We are getting grief at work, we aren’t dispatching van drivers quickly enough.
(The first bit of that statement is true, we are always getting grief at work, the second bit is made up to protect the innocent, but you will get the point).
My boss is jumping up and down about our dispatch rate (the time it takes to send a driver to a customer). We are hopeless; it takes us forever to send out a driver. It is a shambles.
There is a lot of noise
There is a lot of heat
But there is very little light
- As my daughter would say, nobody has a Scooby
- My boss is more forthright about the situation
I am sure you have experienced something similar. Why do bosses always wait until Friday afternoon before they lose their cool?
The man to solve the problem
Now I know an analyst who can explain what is going on. He has dug into the data and this is what he presented me with.
The analyst is a sharp cookie, I am sure the answer will be in there somewhere, but I have to admit it isn’t obvious to a man of my limited intelligence or attention span.

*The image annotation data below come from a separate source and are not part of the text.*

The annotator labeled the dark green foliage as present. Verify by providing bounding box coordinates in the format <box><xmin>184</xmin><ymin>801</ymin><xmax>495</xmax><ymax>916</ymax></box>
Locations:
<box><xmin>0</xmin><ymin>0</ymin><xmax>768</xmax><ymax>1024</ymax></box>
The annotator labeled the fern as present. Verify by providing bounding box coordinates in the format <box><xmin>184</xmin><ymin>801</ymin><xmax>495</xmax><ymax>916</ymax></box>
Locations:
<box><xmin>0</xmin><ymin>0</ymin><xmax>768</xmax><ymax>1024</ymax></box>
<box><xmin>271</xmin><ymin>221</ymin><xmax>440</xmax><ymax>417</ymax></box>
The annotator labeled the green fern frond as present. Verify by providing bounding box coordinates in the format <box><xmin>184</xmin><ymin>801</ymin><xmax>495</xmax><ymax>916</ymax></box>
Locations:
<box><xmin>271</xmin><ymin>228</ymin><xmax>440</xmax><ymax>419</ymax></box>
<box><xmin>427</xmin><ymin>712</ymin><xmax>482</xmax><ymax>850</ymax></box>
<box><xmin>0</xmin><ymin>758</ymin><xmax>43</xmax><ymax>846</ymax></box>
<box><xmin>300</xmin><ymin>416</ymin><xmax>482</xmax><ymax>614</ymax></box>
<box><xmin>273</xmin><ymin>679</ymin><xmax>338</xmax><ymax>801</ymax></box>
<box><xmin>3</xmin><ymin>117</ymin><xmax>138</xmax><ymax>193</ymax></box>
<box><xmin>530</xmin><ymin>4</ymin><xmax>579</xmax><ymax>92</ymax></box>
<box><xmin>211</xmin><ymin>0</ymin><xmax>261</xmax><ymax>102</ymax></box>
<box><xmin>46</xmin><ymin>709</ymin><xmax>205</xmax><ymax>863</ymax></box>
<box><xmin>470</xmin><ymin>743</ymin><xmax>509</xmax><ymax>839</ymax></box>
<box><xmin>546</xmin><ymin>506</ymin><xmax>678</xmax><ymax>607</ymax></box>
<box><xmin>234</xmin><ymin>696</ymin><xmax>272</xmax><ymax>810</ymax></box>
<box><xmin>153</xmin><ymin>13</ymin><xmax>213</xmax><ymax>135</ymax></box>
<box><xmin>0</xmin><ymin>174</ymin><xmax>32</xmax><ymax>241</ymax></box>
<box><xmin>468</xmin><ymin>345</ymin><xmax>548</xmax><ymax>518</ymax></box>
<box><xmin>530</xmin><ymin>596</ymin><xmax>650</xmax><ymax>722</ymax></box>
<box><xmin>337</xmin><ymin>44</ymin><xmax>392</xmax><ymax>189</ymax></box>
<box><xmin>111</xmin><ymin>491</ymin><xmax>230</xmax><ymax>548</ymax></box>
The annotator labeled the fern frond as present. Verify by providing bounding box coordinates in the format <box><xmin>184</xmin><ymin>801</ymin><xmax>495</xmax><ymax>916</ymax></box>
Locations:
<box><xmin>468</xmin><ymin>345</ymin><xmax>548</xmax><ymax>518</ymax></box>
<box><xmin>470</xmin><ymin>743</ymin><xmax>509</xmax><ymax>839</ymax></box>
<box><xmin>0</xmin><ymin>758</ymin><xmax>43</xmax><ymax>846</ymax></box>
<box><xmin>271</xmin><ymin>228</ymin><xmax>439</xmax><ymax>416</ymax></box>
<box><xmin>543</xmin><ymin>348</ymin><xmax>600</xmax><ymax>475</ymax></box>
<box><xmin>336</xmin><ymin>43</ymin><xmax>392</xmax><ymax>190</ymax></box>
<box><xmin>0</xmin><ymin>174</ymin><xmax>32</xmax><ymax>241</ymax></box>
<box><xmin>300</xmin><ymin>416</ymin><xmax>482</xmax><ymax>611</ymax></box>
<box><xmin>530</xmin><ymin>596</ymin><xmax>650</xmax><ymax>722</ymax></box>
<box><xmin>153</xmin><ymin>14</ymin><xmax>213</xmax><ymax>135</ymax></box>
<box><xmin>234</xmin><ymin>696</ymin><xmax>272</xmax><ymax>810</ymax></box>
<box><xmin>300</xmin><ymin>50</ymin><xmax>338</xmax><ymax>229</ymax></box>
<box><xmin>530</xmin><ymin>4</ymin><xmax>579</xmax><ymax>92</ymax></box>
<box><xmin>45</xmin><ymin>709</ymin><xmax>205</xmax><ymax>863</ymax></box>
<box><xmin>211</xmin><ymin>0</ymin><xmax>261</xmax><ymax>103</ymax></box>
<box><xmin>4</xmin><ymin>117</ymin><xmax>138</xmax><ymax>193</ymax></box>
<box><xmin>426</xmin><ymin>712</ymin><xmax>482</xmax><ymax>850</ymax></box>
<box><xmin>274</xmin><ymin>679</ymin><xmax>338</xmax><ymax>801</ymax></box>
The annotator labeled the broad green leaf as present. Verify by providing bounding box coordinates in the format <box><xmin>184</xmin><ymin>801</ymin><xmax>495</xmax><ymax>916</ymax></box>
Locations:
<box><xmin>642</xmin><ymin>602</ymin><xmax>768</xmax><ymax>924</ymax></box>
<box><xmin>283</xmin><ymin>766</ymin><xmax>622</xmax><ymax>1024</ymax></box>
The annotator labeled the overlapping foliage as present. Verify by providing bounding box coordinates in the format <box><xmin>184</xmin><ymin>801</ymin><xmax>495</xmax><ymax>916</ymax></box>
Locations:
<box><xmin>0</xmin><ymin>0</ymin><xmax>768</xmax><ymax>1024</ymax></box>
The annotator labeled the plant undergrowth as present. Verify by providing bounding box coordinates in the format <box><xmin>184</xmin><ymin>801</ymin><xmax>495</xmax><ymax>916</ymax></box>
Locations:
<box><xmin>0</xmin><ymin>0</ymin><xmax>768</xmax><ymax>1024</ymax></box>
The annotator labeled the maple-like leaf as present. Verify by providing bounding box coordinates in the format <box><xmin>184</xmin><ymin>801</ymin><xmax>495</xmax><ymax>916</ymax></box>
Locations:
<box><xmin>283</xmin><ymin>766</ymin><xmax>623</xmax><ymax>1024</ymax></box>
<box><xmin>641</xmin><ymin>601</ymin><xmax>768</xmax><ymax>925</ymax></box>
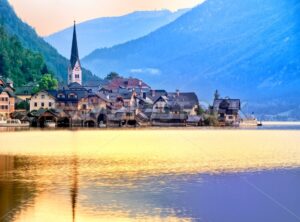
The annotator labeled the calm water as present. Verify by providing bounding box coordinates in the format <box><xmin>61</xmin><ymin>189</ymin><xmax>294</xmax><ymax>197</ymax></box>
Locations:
<box><xmin>0</xmin><ymin>128</ymin><xmax>300</xmax><ymax>222</ymax></box>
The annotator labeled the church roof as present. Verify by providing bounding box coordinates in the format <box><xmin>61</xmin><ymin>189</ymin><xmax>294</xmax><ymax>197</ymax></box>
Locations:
<box><xmin>70</xmin><ymin>22</ymin><xmax>80</xmax><ymax>69</ymax></box>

Unfortunately my boss has an even shorter attention span than me (he is brighter than me as well, not a great combination). Hell will freeze over before I show him this, it will be a blood bath, mostly my blood. The presentation doesn’t answer his question.
So the analyst and I walked through the three rules of data presentation.

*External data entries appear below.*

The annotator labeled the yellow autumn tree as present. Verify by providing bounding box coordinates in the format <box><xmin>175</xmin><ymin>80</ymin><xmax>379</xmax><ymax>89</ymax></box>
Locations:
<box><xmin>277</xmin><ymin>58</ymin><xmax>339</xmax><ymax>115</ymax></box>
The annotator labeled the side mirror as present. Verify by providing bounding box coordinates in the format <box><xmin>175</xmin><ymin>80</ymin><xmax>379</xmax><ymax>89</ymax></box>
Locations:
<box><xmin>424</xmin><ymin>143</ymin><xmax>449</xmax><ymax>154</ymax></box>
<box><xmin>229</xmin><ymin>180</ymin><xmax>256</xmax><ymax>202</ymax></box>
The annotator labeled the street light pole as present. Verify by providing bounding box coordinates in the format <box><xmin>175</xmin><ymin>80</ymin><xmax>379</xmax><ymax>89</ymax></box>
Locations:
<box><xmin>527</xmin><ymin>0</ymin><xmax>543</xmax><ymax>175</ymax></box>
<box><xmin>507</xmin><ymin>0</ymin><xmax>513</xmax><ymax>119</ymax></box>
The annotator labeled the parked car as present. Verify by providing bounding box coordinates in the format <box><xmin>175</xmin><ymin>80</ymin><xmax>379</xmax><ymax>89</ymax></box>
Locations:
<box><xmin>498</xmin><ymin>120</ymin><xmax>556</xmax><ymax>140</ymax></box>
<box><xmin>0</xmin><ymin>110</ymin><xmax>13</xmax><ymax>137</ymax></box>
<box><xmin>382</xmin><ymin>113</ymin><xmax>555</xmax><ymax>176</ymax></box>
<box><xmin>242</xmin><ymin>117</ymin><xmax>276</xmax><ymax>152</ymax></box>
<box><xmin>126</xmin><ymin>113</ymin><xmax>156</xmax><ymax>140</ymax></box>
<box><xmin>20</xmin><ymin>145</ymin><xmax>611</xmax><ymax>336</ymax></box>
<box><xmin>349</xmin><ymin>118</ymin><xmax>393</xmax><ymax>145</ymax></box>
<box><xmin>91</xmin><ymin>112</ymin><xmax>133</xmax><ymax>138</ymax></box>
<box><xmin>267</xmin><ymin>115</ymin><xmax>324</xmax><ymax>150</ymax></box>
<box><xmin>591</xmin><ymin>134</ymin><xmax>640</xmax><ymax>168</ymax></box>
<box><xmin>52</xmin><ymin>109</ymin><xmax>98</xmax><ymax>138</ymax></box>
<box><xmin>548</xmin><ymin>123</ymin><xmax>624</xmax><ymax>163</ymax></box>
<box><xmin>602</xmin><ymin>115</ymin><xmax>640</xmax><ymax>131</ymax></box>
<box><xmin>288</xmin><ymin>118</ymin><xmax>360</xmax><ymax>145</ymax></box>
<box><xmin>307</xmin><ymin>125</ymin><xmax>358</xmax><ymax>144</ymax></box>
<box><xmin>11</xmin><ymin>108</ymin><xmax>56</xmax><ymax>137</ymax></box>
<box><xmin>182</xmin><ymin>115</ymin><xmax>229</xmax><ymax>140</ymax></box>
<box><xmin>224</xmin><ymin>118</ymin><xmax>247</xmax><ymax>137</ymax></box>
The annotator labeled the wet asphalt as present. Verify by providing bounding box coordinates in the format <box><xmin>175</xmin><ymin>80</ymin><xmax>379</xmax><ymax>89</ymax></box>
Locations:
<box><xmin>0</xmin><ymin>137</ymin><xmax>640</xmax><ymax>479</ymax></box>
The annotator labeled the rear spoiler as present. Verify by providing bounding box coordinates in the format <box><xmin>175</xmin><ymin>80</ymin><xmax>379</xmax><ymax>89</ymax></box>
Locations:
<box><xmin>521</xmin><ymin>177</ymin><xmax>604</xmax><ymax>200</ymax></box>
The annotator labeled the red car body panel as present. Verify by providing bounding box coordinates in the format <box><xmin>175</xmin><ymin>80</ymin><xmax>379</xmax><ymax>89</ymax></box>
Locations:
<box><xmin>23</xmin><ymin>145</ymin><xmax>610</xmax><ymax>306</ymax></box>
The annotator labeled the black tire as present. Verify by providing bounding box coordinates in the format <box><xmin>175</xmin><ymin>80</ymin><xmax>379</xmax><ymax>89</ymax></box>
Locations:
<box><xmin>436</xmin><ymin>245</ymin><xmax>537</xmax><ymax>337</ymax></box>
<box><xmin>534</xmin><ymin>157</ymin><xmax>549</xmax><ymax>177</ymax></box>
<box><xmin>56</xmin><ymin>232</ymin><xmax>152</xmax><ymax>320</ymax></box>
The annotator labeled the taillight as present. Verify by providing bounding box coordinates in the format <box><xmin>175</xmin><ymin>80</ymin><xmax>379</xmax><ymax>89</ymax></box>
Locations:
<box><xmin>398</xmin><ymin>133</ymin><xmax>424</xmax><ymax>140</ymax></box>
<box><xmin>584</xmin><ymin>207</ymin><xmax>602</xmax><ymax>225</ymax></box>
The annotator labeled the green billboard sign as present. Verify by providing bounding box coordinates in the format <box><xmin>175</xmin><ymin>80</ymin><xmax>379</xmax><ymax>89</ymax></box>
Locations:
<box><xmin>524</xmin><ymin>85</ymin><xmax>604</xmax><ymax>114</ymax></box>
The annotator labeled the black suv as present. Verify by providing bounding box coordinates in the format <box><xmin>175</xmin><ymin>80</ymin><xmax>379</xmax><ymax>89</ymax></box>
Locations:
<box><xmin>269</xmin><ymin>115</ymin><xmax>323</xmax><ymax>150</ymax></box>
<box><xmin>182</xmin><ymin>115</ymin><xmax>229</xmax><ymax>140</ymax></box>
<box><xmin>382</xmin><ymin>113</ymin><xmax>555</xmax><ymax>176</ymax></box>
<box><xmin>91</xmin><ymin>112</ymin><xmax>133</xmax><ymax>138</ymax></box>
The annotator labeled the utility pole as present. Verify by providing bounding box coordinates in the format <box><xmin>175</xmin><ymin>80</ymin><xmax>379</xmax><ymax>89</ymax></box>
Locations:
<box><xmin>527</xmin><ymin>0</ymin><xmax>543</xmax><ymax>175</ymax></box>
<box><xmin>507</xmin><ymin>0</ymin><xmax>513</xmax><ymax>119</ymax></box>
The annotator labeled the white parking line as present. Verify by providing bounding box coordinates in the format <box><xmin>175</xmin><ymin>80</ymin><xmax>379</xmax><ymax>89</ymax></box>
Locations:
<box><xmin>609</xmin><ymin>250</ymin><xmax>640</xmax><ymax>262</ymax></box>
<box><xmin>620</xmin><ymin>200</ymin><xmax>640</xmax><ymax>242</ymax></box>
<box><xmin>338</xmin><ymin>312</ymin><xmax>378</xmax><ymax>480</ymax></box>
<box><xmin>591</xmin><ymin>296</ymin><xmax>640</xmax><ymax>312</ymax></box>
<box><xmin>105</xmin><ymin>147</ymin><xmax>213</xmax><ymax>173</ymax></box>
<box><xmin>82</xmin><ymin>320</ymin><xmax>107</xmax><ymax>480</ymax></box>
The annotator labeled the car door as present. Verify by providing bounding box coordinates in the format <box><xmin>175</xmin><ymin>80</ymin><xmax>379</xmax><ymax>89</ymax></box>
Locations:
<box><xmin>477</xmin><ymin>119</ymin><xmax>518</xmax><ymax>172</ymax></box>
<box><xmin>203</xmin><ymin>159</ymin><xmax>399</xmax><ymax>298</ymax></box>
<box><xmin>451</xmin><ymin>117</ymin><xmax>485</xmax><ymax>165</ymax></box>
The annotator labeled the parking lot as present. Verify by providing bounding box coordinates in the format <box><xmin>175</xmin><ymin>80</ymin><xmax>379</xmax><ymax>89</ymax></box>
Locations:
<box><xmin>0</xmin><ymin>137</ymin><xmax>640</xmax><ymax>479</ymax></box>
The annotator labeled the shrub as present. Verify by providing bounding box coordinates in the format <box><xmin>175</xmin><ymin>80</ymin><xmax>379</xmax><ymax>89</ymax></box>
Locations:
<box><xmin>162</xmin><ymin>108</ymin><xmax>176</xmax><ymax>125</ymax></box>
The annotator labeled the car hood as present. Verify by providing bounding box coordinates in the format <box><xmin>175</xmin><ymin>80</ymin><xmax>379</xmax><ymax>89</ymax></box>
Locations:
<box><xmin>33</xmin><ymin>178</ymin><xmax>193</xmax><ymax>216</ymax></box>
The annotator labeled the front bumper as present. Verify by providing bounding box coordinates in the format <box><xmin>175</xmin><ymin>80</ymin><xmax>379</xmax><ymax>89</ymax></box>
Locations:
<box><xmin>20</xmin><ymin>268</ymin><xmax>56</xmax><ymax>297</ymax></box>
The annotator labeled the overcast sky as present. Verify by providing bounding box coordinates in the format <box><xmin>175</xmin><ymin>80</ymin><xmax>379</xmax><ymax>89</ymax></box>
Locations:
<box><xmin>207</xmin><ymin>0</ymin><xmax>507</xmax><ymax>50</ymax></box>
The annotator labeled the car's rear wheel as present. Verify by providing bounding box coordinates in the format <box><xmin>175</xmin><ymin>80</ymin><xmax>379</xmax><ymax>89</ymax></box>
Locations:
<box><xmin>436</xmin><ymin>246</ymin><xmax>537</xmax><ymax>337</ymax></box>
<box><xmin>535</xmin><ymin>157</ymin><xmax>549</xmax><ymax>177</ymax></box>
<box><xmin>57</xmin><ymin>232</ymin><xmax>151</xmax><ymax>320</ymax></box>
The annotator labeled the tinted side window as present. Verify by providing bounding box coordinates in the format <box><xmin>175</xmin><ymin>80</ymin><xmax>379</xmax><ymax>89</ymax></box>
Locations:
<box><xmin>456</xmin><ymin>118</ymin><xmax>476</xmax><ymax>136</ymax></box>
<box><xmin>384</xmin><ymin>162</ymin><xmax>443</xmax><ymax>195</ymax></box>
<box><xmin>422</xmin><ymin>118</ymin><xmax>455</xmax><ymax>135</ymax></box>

Rule 1: Tell me what you are telling me
“Easy” he says, “blindingly obvious. We don’t have enough drivers to cope with the volume of customers. When the volume is high we send drivers late. We have a plan to train some more drivers, that should solve the problem by the end of the year.”
At it’s simplest the story is…
- Driver shortages cause poor dispatch rates
- We plan to train more drivers and improve performance
At which point I wonder why he doesn’t tell me that on the slide (In a caring, sharing, coaching, sort of way).
A presentation is an exercise in communication. If done well I should grasp what is going on simply by looking at it. I shouldn’t have to guess what a slide is telling me. Or worse still jump to my own conclusions.
And the best place to tell me that story is in the title, preferably in big letters so it gets through my thick skull.
Writing down what the message is:
- Makes the writer think
- Stops the reader having to
Write out a clear story in bullets and use those as the titles for the slides.
Rule 2: Only tell me one thing at a time
It is true that squashing as much information as possible onto one piece of paper saves trees.
But in the days of digital projectors the argument has long gone. There are no extra marks for slide optimisation.
Each slide should be a single obvious idea. That way the reader (my boss) is less likely to get confused.
Put one idea on one slide.
Rule 3. Make sure the picture supports the story
Now for the last rule; the data on the slide should support the title.
If the title says that “Driver shortages result in low dispatch rates” and the supporting charts and data show the impact of snow and seasonality on your ability to get a van on the road plus the detail of a training plan, is it any wonder if your audience gets confused?
Charts and titles should match.
Now the slides look like this
The same numbers, just presented a little more clearly.
The problem with being clear
Unfortunately providing clear information does have a downside. Now my boss has a whole host of other questions
- Why didn’t we train the drivers earlier?
- Why will we only have a 90% dispatch rate?
- What else needs fixing?
But then, maybe that is progress and it keeps me employed.
P.S. The events depicted in this post are fictitious. Any similarity to any person living or dead is merely coincidental. Especially my boss, who, for the record, is a lovely man and, more concerningly, has been known to read this.